Outcomes of patients with decreased arterial oxyhaemoglobin saturation on pulmonary arterial hypertension drugs

Simon Valentin et al. Eur Respir J. .
Free article

Abstract

Background: Drugs approved for the treatment of pulmonary arterial hypertension (PAH) improve long-term outcomes. These drugs have pulmonary vasodilator properties which may potentially cause a decrease in arterial oxyhaemoglobin saturation (S aO2 ) in some patients. The present retrospective study of the French Pulmonary Hypertension Registry aimed to describe the clinical characteristics and outcomes of patients showing a ≥3% decrease in S aO2 while treated with PAH drugs.

Methods: We reviewed 719 PAH patients. The exclusion criteria were PAH associated with congenital heart disease and PAH with overt features of venous/capillaries involvement.

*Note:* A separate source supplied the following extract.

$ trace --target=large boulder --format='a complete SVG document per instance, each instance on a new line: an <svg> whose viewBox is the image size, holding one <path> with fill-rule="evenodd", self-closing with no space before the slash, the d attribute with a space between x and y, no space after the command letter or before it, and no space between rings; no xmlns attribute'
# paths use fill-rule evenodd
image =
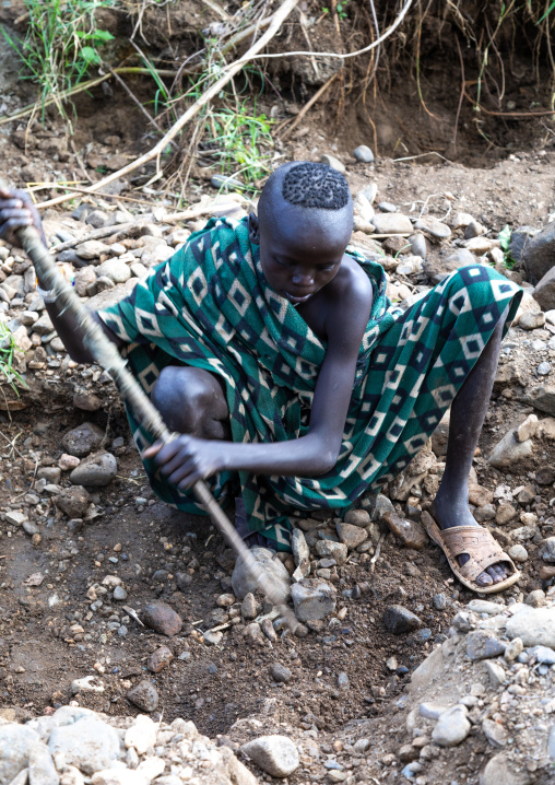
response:
<svg viewBox="0 0 555 785"><path fill-rule="evenodd" d="M555 263L555 245L553 248ZM547 270L540 283L534 289L534 300L540 303L543 311L552 311L555 308L555 267Z"/></svg>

Results: 173 (24%) patients had a ≥3% decrease in S aO2 . At diagnosis, they were older with a lower diffusing capacity of the lung for carbon monoxide and a shorter 6-min walk distance compared with those who did not display a ≥3% decrease in S aO2 . The percentage of patients meeting the European Society of Cardiology/European Respiratory Society (ESC/ERS) low-risk criteria at re-evaluation was significantly lower in those with a ≥3% decrease in S aO2 and more patients started long-term oxygen therapy in this group (16% versus 5%; p<0.001). A ≥3% decrease in S aO2 was associated with a poorer survival (hazard ratio 1.81, 95% CI 1.43-2.34; p<0.0001). In a multivariate Cox analysis, a ≥3% decrease in S aO2 was a prognostic factor independent of age at diagnosis and ESC/ERS risk stratification at follow-up.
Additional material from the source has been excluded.